William Moore ALLRED
Allred Lineage: William Moore, Isaac, William, Thomas, Solomon born 1680 England
Born: 12/24/1819 Bedford Co., TN
Died: 06/08/1901
Submitted by: Delia Thompson 05/25/1999
A short autobiographical sketch of the life and travels of William Moore Allred, son of Isaac and Mary Calvert Allred--
As I did not keep a diary, I write this from memory, commenced in St Charles, Bear Lake Co., Idaho, June 22nd, 1885, after I was sixty-five years old.
I was born on the 24th of December, 1819, in Bedford County, Tennessee, fifty miles south of the City of Nashville. My parents were very religious. I believe they belonged to the Presbyterian Church. I never had much chance for an education, and it was very old fashioned at that. I remember of going to sabbath school a few times where I was born and a few times to the camp meetings, but yet I was too young to understand much about doctrine. When I was about ten or eleven years old, my parents moved to Missouri, about five hundred miles north, and settled in Monroe County on the state road in 3 miles of one of the three forks of Salt River. We found this to be quite a different country. Where I was born, I do not remember of ever seeing the snow over six inches deep. Perhaps it would go off [the] next day, and then it would be mud. The first year we lived in Missouri, I think the snow fell in November about two feet deep and stayed on the ground all winter. Towards spring there came a thaw, and then froze a crust on the snow so we could walk on it. As there were plenty of deer in that country (it being new country), we could go out and find the deer, and when they would jump they would break through. The dogs could run on top of the snow, so we could catch them. While living at this place, I killed the first deer I ever killed. I was about twelve or thirteen years old. I remember the first winter I frosted my feet some and could not be out much for a long while. My two younger brothers, Reddin A. and Reddick N. (twins), had no shoes, and my oldest brother John E. would bring in wood for us. We would spell and read, and that was the way the twins commenced to learn to read. If I remember right, I was the first school teacher they ever had, and that was the first school I ever taught, and the only one; only two scholars.

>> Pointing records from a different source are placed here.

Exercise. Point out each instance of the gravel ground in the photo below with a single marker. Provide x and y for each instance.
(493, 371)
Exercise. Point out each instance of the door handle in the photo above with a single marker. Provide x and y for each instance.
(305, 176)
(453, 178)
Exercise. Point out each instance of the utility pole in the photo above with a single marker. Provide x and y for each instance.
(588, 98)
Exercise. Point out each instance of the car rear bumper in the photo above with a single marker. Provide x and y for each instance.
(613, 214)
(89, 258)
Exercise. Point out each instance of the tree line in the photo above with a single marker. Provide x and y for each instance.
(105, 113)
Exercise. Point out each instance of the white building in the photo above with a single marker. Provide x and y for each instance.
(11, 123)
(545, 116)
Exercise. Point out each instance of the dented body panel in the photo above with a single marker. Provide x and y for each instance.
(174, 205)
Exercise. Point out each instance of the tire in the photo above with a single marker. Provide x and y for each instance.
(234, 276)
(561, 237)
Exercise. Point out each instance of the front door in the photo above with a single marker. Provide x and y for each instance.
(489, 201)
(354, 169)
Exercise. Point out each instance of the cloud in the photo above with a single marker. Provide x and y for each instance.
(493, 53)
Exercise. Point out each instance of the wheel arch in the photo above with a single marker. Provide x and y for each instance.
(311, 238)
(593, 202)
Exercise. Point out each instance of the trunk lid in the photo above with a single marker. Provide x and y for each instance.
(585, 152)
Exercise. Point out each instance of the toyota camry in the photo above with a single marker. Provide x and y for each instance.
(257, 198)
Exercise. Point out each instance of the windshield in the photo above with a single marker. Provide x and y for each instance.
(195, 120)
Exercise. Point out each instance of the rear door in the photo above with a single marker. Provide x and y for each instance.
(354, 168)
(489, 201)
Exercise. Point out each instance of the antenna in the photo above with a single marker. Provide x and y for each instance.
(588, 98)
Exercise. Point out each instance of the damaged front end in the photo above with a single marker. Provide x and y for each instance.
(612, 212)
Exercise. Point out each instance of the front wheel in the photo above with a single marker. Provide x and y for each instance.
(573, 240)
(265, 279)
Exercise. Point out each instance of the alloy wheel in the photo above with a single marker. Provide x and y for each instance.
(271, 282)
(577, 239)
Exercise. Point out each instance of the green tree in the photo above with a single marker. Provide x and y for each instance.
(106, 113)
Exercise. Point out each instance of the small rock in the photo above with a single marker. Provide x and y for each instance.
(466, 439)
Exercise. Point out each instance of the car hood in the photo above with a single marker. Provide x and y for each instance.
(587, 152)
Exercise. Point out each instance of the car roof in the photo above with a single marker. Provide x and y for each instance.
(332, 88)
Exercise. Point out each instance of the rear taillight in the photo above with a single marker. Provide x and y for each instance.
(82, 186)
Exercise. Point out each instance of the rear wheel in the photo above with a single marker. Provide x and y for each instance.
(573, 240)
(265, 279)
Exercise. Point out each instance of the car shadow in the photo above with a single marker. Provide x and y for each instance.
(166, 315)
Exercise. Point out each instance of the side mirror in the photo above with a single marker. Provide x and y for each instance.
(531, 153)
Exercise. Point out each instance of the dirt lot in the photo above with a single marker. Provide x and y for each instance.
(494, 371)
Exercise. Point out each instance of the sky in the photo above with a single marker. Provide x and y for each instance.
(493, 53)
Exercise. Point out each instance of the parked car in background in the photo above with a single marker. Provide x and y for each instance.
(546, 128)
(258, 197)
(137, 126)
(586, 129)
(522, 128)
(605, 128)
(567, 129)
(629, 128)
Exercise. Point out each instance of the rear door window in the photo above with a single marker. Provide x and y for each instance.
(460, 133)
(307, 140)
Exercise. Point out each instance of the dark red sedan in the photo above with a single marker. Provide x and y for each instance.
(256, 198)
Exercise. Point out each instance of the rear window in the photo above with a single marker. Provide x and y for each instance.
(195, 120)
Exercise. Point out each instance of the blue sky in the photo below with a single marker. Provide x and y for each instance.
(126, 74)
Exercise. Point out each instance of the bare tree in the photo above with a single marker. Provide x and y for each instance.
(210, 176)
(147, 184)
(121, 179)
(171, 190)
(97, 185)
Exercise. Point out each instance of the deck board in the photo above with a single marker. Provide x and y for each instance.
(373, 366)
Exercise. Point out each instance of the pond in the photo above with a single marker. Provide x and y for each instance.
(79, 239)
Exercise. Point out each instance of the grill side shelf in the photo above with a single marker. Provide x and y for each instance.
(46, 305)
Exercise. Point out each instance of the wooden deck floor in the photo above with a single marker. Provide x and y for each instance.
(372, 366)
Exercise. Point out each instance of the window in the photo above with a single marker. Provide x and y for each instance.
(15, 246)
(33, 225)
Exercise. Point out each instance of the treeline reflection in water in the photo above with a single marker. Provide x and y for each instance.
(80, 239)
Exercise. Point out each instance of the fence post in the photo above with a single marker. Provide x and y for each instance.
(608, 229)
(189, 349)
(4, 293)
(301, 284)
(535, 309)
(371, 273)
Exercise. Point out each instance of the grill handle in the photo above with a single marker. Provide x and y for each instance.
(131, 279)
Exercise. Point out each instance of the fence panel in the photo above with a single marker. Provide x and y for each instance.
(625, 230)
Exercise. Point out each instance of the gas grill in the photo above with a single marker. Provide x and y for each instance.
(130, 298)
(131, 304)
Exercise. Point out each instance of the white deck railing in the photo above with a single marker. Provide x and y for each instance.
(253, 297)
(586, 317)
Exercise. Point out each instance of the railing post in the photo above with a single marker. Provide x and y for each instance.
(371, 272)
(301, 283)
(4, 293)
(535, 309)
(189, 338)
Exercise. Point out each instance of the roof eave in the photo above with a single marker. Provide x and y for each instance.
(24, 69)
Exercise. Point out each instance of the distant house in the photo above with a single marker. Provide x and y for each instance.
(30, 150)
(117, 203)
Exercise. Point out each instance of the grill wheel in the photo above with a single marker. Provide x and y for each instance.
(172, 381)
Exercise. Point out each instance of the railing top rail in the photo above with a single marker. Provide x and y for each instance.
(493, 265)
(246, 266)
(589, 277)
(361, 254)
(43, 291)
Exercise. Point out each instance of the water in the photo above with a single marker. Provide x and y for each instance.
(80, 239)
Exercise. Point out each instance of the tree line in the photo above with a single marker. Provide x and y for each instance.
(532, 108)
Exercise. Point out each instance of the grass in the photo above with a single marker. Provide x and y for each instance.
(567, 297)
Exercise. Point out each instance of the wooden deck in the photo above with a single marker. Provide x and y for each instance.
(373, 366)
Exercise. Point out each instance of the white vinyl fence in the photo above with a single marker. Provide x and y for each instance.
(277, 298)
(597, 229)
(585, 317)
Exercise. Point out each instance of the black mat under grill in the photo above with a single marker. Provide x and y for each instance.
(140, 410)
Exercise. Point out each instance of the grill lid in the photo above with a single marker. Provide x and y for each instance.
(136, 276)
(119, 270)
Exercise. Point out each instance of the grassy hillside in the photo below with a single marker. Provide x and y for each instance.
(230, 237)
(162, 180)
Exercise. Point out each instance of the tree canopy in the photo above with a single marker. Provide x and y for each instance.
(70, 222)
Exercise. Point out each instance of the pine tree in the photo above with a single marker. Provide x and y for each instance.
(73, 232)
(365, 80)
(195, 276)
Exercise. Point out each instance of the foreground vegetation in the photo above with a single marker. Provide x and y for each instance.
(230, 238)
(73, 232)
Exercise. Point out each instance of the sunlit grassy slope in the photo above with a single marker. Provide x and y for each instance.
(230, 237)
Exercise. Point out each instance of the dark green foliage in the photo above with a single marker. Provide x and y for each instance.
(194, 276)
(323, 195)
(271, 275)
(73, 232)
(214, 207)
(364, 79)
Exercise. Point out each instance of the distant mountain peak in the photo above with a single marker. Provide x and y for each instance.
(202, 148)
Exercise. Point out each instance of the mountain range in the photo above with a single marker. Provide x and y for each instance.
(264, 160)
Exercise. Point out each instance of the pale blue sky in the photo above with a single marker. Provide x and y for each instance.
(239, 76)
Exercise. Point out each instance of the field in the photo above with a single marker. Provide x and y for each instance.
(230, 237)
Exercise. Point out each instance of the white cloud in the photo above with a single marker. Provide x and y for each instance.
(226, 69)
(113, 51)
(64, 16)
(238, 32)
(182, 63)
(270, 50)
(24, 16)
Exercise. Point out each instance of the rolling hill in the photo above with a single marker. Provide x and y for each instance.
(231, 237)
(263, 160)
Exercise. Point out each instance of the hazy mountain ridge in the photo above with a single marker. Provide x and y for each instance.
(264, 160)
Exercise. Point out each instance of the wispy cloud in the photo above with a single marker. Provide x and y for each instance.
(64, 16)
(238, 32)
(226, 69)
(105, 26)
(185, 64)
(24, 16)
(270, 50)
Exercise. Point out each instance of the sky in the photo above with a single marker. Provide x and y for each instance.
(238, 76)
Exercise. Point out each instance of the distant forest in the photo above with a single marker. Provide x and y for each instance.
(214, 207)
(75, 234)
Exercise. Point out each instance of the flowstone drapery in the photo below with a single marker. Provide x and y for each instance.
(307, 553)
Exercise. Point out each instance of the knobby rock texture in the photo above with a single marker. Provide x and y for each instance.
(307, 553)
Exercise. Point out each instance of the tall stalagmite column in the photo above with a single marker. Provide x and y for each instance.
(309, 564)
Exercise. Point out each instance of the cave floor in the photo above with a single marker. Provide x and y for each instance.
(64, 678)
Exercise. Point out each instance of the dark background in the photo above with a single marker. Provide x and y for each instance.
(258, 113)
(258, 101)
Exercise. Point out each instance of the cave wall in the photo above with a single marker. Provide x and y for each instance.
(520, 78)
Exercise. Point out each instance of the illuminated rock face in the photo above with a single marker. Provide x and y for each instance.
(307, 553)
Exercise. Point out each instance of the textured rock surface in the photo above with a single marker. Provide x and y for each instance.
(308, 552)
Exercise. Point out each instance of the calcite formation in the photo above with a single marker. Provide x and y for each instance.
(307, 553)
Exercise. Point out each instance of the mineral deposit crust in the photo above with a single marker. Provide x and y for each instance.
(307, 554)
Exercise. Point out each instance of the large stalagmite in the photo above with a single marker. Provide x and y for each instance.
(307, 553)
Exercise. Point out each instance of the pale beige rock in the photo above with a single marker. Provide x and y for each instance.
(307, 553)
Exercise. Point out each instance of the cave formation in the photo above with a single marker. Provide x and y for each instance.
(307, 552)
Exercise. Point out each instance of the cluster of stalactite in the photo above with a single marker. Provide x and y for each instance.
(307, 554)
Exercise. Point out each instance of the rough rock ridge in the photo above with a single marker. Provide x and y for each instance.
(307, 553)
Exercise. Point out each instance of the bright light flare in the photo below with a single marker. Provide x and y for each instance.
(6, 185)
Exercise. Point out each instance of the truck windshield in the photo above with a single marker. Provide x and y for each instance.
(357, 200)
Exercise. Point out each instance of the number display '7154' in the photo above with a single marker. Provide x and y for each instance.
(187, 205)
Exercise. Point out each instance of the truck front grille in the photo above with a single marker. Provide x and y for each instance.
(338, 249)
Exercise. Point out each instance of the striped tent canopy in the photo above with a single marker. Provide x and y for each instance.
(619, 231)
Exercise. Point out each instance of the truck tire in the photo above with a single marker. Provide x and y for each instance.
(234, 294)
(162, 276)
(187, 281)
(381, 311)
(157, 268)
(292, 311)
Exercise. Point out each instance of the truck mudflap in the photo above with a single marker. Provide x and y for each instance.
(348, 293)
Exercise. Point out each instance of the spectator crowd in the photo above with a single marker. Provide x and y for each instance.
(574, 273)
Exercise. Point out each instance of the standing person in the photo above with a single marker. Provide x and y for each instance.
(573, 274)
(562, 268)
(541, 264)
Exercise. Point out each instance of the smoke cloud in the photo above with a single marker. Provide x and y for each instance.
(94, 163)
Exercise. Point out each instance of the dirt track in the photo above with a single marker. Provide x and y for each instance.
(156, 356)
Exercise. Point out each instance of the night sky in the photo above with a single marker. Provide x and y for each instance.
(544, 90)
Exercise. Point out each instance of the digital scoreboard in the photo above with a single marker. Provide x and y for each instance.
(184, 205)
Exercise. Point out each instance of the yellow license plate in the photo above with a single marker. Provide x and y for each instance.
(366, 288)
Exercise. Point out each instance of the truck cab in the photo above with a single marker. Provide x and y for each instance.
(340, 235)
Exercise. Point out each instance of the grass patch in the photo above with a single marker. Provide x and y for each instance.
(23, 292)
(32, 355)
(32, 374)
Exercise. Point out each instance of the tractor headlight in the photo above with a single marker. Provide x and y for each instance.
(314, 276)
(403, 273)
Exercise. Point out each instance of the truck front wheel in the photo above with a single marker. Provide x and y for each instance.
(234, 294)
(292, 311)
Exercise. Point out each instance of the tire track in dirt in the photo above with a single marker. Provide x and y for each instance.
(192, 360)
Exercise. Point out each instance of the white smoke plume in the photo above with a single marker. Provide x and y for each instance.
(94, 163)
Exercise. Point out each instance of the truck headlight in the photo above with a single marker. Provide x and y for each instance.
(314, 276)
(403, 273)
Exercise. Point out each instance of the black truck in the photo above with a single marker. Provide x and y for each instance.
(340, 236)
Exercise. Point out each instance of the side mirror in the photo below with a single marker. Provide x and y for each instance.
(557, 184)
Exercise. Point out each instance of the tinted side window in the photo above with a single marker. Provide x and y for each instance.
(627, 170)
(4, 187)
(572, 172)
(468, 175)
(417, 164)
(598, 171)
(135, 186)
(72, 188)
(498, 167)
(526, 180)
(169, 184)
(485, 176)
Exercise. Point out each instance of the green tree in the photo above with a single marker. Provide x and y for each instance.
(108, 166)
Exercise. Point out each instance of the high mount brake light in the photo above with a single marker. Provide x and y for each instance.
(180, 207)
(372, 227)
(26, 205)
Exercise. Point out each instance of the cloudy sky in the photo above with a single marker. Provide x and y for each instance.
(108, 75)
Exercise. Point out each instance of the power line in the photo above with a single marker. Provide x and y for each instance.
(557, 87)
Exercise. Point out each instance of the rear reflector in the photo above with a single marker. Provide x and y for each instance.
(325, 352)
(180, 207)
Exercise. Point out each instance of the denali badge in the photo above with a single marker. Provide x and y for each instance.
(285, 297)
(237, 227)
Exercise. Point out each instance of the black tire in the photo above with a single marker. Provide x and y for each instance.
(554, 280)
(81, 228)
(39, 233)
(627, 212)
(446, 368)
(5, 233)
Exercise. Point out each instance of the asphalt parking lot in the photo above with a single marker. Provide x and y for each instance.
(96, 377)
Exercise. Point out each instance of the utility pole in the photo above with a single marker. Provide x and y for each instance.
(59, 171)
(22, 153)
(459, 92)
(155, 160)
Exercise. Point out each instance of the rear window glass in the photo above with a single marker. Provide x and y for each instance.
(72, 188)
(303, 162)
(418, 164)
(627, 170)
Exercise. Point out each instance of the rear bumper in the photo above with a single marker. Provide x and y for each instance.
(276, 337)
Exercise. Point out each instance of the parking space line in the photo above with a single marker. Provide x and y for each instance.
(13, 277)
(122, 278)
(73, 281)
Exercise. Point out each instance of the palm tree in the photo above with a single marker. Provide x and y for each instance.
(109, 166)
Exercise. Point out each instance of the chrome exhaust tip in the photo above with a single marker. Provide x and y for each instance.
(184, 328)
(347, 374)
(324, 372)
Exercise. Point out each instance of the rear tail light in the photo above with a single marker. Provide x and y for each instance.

I think in the fall of 1831 I first heard of the people called Mormons (Latter Day Saints). Hyrum Smith and John Murdock being the first I heard preach. While living at this place, Father went out one day and killed two deer before breakfast. When he came home, there was a man with his family there just moving into the country by the name of Bell. When he saw the two deer, he said with an oath "Allred and Bell shall never go to hell."
In 1832, George M. Hinkle, Daniel Cathcart, and James Johnson came along and raised up a branch of the [Latter-Day Saint] church called the Salt River Branch. I was baptized in Salt River on the 10th of September 1832. There were 19 baptized that day, including my parents and one or two of my sisters. The gathering place for the Saints was in Jackson County, about two hundred miles west of here.
In 1833, the church was driven from Jackson County. My father had sold his farm to move up there, but when he heard they were driven out, he rented the farm that the man had that bought his. He changed houses and stayed there one year. While living here, I first saw Joseph Smith, the Prophet (in 1834), as he was going up in what was called Zion's Camp. (While living here, my Brother Harvy, when he would laugh his mouth would draw around to one side. Father sent for the Elders and he was healed immediately).
We then moved to Clay County, I think in 1835, where the Saints had settled after being driven from Jackson County. I think we lived there one year, in 1835, and the people became so hostile we had to move to Caldwell, an adjoining county; a still more thinly settled country (1836). Many of them, I presume, were out laws that had fled from other parts. We lived there about two years and was getting a pretty good start; broke ground in Far West for temple in 1837.
My father had quite a large family, in all nine boys and four girls. The oldest girl died before I was born. We suffered considerably from persecution and exposure. Persecution still increased, and finally Governor Boggs ordered out the militia of the state against us. I was in pretty much all the campaigns and troubles. In 1838, I went with a company to assist a settlement that was besieged by the mob in the town of Dewit on the Missouri River in Carroll County. We arrived there in the night, and it was decided to go and attack the mob that night.